Hausse des prix, pénurie, mouvements sociaux : le Sénégal de 2022



De la hausse des prix de denrées de premières nécessités passant la pénurie de carburant aux mouvements sociaux, le premier trimestre de 2022 ne se présente pas bien au Sénégal.

Le système de santé public du Sénégal était touché jeudi par des grèves controversées lancées pour protester notamment contre les poursuites judiciaires visant six sages-femmes, après le décès d'une femme enceinte à Louga qui a ému le pays.

Parmi plusieurs mouvements, on comptait celui de l'Association nationale des sages-femmes, qui a décrété une "journée sans accouchement", avec un boycott des maternités, et reçu le soutien d'une centrale syndicale formée notamment de médecins.

Après cette journée de grève, s’en suit ce vendredi celle de Syndicat des pharmaciens privés du Sénégal (SPPS).
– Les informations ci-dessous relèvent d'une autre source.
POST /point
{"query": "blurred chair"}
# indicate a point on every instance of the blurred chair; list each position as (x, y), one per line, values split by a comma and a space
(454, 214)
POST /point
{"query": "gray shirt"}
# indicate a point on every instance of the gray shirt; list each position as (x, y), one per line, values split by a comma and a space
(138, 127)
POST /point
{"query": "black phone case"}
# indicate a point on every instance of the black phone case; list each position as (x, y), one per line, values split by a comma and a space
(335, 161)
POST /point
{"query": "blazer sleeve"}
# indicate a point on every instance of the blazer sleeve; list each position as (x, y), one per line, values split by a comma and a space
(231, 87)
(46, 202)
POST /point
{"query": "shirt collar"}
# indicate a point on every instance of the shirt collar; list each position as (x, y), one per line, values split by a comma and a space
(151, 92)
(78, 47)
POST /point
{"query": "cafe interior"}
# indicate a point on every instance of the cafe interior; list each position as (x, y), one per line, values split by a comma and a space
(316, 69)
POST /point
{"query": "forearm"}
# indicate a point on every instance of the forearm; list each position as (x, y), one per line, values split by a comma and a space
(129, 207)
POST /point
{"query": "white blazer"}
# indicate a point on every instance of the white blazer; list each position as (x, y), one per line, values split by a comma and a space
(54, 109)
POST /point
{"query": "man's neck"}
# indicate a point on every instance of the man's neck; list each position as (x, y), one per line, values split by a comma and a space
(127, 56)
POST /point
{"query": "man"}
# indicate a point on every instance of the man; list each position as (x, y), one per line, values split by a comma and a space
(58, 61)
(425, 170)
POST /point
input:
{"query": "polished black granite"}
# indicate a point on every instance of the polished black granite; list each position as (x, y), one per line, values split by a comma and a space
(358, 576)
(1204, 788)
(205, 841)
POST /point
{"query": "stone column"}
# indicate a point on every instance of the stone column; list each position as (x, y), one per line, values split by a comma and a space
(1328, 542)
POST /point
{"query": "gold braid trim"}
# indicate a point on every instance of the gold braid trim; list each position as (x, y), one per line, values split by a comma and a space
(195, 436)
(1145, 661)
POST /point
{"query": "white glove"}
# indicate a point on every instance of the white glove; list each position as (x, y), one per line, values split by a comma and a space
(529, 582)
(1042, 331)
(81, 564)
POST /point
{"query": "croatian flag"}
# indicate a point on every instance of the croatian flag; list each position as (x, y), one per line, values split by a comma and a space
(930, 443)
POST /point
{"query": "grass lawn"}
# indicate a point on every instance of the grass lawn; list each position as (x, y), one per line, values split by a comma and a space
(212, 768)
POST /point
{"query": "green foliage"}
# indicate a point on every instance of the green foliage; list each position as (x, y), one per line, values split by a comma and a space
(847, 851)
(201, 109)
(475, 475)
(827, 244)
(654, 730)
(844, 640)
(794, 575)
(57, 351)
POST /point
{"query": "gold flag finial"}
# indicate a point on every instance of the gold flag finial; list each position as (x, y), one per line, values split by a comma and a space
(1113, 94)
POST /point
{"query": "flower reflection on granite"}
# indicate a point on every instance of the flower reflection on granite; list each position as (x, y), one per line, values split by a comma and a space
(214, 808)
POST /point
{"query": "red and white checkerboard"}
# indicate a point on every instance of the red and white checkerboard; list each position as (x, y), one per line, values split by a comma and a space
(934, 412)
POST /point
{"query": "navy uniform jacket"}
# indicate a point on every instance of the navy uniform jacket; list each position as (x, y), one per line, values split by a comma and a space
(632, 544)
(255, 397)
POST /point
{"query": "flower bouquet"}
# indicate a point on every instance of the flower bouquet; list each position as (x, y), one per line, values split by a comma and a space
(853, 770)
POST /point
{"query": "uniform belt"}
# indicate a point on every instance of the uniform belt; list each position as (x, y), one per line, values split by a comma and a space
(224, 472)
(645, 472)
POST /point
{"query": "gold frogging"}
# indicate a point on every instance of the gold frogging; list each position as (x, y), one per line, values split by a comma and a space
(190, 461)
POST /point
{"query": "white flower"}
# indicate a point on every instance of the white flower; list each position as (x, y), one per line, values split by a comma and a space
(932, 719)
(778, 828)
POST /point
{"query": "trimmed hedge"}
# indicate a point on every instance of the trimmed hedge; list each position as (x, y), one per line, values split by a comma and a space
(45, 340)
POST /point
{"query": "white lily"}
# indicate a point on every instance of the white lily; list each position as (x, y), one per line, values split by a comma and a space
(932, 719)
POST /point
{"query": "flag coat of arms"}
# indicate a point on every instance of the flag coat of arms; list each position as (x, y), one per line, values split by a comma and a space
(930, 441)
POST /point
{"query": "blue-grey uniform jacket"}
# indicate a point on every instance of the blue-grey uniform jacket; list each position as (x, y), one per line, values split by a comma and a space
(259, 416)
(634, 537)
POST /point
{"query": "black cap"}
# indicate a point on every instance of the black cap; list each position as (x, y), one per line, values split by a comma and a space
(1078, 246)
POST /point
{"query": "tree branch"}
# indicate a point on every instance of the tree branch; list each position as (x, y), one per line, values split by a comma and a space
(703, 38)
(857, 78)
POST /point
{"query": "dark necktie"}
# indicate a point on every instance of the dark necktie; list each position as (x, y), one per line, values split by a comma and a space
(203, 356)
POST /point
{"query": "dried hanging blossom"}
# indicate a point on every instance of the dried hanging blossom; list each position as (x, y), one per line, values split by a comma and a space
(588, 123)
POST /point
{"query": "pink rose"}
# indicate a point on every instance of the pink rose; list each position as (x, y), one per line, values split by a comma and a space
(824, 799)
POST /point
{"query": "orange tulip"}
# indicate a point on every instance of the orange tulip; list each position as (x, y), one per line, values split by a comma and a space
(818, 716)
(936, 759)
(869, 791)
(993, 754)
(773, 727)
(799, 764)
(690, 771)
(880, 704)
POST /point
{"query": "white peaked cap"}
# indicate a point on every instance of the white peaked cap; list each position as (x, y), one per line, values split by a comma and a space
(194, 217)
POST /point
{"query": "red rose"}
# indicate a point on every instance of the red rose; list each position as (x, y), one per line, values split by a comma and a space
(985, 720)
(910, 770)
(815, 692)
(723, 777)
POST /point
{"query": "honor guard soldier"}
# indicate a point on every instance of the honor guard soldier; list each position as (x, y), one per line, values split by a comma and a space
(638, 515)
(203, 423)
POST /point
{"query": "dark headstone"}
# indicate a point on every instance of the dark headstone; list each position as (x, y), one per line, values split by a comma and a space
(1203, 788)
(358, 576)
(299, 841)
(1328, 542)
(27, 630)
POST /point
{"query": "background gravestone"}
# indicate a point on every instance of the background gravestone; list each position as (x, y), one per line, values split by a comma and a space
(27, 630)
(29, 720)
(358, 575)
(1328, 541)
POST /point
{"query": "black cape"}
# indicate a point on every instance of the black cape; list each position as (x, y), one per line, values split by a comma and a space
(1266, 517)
Les pharmaciens privés du Sénégal ont baissé leurs rideaux, en guise de soutien au docteur Aïcha Goundiam Mbodji, la propriétaire de la Grande Pharmacie dakaroise.

En effet, ces pharmaciens dénoncent la décision prise par le ministre de la Santé, Abdoulaye Diouf Sarr de retirer le droit de transfert au Dr Aïcha Goundiam Mbodj, propriétaire de la pharmacie Dakaroise, sur son ancien site déjà occupé par une autre officine. Le constat montre que plusieurs pharmacies du Plateau (centre-ville de Dakar) et les régions ont suivi le mot d’ordre de grève.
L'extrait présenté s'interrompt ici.